Navigating the Chaos of Creativity and Life’s Priorities

The Season You’re In

Right now my life feels like a table covered in unfinished things. I’ve been thinking about priorities lately — or more honestly, about the impossibility of them.

There are revisions waiting on a novel manuscript. Notes scattered across legal pads for a nonfiction project that keeps growing every time I teach another lesson or stumble across another source I want to include. There are photographs waiting to become essays about New Mexico and landscape and history. There are blog posts half drafted in notebooks and folders full of ideas for future books. Somewhere in the middle of all of that, I’m also trying to promote Anywhere But Here — learning, slowly, that writing a book is only half the job.

And then there are the quilts.

Earlier this year I decided I wanted to make a quilt for each of my grandchildren for their birthdays. It felt important in the way certain things do before you fully calculate the logistics of them. Handmade gifts carry something different inside them. Time. Attention. Care. They become physical evidence that someone stopped what they were doing long enough to make something entirely for you.

I finished the first quilt on time.

Right now I am two quilts behind with three more birthdays arriving in the next two weeks.

At the same time, the school year is winding toward its chaotic conclusion. Final grades. Senior events. Last-minute problems that somehow only appear in May. Graduation is a week from tomorrow, and I am helping pull the entire thing together. Education has always had seasons that feel exhausting, but May carries a particular kind of intensity. There is emotion layered over fatigue, trying to finish strong while already running on empty.

And somewhere inside all of that, I still want to make beautiful things.

I think that’s the part I’ve been struggling to explain, even to myself. None of these responsibilities feel meaningless. That would actually make prioritizing easier. The problem is that all of them matter to me. My students matter. Writing matters. Family matters. The quilts matter. The photographs matter.

The difficulty is not identifying what is important, but accepting that all of the important things need the same time.

For a long time, I thought prioritizing meant discovering the correct system. If I organized myself well enough, planned carefully enough, worked hard enough, I could somehow give equal attention to every meaningful part of my life at the same time. I’m beginning to realize that this is an illusion. Priorities are not really about what matters most. They are about what receives your attention during a particular season, knowing something else may have to wait its turn.

That waiting is uncomfortable for people who care deeply about their work.

Writers live surrounded by unfinished things. Teachers do too. There is always another lesson to improve, another manuscript to revise, another essay to finish, another creative project quietly waiting in the corner of the room, while the creative impulses in my head clamor for attention. The quilts have made that reality impossible for me to ignore because birthdays arrive whether you are ready or not. A novel draft can wait another month. A blog post can remain unpublished. But the quilts became tied to an idea I had about the kind of grandparent I wanted to be. Present. Intentional. Someone who makes things by hand because the people she loves are worth that kind of time.
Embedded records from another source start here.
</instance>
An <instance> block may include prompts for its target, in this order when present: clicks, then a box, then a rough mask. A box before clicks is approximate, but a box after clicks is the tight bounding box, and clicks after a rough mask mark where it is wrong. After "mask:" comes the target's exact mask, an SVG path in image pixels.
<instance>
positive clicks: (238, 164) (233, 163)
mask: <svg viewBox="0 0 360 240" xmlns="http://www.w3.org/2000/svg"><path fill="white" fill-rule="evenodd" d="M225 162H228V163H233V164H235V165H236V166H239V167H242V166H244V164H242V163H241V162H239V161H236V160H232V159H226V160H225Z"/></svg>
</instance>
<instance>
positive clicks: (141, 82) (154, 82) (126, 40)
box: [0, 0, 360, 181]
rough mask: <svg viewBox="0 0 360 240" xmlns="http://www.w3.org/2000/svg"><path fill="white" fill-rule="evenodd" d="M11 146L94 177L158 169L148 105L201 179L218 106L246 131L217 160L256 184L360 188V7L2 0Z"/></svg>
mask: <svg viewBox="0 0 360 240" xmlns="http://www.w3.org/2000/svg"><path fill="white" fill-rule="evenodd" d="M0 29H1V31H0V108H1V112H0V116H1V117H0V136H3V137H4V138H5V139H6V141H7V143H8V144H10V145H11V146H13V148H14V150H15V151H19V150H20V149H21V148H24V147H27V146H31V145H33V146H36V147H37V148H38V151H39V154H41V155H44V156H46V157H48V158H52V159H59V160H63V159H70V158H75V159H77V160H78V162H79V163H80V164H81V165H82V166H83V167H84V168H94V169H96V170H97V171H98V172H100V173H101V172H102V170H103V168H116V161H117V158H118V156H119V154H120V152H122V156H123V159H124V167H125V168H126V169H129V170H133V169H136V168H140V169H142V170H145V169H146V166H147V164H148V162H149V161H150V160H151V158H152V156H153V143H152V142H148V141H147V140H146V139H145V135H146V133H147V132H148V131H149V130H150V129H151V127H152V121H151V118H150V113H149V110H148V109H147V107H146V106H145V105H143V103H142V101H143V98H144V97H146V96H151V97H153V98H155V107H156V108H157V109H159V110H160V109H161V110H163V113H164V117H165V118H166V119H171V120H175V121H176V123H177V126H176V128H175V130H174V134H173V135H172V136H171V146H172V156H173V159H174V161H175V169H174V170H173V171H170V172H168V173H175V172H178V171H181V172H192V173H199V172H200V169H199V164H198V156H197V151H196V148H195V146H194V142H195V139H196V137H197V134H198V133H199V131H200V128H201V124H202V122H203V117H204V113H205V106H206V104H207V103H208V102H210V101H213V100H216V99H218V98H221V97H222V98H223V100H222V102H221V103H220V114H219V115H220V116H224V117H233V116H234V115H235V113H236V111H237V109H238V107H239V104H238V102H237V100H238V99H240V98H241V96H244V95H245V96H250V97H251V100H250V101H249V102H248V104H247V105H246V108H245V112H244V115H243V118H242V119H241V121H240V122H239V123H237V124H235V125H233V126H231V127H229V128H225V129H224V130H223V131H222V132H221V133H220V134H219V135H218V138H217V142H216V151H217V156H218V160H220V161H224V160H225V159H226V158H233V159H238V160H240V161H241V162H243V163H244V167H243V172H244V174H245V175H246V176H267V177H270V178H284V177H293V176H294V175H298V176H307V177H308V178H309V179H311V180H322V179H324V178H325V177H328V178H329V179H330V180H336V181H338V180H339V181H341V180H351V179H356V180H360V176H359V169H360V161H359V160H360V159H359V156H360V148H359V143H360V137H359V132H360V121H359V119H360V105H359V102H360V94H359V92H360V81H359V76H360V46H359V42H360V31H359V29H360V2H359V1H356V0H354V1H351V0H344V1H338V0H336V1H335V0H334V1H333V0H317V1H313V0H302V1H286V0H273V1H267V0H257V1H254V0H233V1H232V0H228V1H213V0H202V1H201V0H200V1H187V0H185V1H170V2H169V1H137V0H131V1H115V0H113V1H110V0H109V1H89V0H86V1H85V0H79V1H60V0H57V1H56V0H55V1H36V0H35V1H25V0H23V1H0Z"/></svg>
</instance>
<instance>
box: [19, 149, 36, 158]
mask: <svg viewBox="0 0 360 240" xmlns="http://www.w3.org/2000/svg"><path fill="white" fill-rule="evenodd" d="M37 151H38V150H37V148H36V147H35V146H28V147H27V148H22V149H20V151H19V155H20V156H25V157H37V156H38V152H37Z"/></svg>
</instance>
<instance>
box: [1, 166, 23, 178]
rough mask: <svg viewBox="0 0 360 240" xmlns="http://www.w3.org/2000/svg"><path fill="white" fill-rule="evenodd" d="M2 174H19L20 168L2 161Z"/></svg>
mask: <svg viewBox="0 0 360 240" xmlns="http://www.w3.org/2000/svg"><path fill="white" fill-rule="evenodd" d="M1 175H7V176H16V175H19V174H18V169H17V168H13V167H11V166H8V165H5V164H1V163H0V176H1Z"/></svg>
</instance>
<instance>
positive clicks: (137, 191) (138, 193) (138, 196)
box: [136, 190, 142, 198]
The problem, of course, is that time still has to come from somewhere.

I suspect a lot of people are carrying versions of this same tension right now. Not necessarily quilts or manuscripts or graduation ceremonies, but the growing realization that adulthood often means trying to be fully present in multiple meaningful roles at the exact same time. Parent. Teacher. Artist. Partner. Caregiver. Friend. Creator. There are seasons where all of them seem to demand your full attention simultaneously.
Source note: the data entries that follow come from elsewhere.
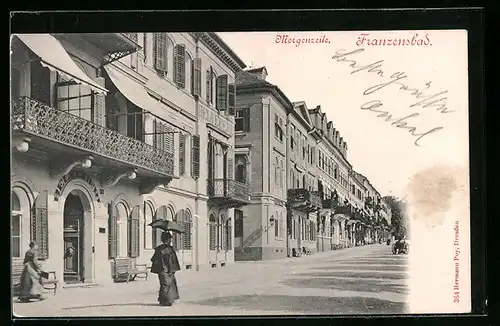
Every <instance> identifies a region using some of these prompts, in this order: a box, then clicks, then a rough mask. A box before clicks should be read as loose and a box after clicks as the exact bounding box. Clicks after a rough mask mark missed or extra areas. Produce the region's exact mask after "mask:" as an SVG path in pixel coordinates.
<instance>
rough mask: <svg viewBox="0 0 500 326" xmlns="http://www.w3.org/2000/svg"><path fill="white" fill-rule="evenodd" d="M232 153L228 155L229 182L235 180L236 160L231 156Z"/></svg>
mask: <svg viewBox="0 0 500 326" xmlns="http://www.w3.org/2000/svg"><path fill="white" fill-rule="evenodd" d="M230 153H231V152H229V153H228V156H227V179H228V180H233V179H234V160H233V158H232V157H231V156H230V155H231V154H230Z"/></svg>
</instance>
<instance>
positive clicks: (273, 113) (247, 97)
mask: <svg viewBox="0 0 500 326" xmlns="http://www.w3.org/2000/svg"><path fill="white" fill-rule="evenodd" d="M266 76H267V70H266V68H265V67H262V68H257V69H250V70H246V71H240V72H239V73H237V74H236V92H237V97H236V116H235V119H236V124H235V138H236V141H235V142H236V162H237V163H236V171H237V172H236V180H240V181H245V180H250V183H251V203H250V204H249V205H247V206H245V207H243V208H242V209H240V210H236V211H235V224H236V228H235V259H236V260H266V259H275V258H283V257H286V255H287V242H286V239H287V237H286V232H287V229H286V225H287V224H286V222H287V209H286V199H287V196H286V195H287V172H286V171H287V170H286V166H287V161H286V158H287V145H288V142H289V140H288V139H287V137H286V128H287V117H288V114H289V112H290V111H291V110H292V103H291V102H290V100H289V99H288V98H287V97H286V95H285V94H284V93H283V92H282V91H281V90H280V89H279V87H277V86H276V85H273V84H271V83H269V82H268V81H266Z"/></svg>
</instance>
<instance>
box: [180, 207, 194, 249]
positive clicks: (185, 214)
mask: <svg viewBox="0 0 500 326" xmlns="http://www.w3.org/2000/svg"><path fill="white" fill-rule="evenodd" d="M183 223H184V232H185V233H183V234H182V235H181V237H182V243H183V248H184V250H191V249H193V245H192V243H191V235H192V233H193V232H192V231H193V218H192V215H191V212H190V211H189V210H188V209H185V210H184V222H183Z"/></svg>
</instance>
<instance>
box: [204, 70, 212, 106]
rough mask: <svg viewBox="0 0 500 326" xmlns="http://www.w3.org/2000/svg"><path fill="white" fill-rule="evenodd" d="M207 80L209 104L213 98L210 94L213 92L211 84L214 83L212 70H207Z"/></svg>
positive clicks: (205, 76)
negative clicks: (211, 87)
mask: <svg viewBox="0 0 500 326" xmlns="http://www.w3.org/2000/svg"><path fill="white" fill-rule="evenodd" d="M205 79H206V93H207V103H211V102H212V101H211V99H210V98H211V96H210V92H211V89H212V88H211V85H210V84H211V82H212V70H211V69H210V70H207V72H206V76H205Z"/></svg>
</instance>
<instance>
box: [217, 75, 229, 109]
mask: <svg viewBox="0 0 500 326" xmlns="http://www.w3.org/2000/svg"><path fill="white" fill-rule="evenodd" d="M216 89H217V102H216V108H217V110H219V111H225V110H227V102H228V84H227V75H221V76H219V77H217V79H216Z"/></svg>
Maybe balance was never really the goal.

Maybe the real challenge is learning how to carry meaningful things without letting them convince you that you are failing simply because you cannot do everything at once.

I’m trying to learn that unfinished does not mean unimportant. The quilts will get finished. The revisions will still be waiting after graduation. The mountains and old highways and stories I want to write about will still be there this summer. Meaningful work tends to remain patient. It follows you quietly until you are ready to return to it.

Right now the season is crowded. Full of deadlines and celebrations and exhaustion and fabric stacked beside student papers and social media drafts sitting next to graduation scripts.

And maybe that’s okay too.

Maybe a meaningful life does not always look balanced from the outside.

Maybe sometimes it just looks lived in.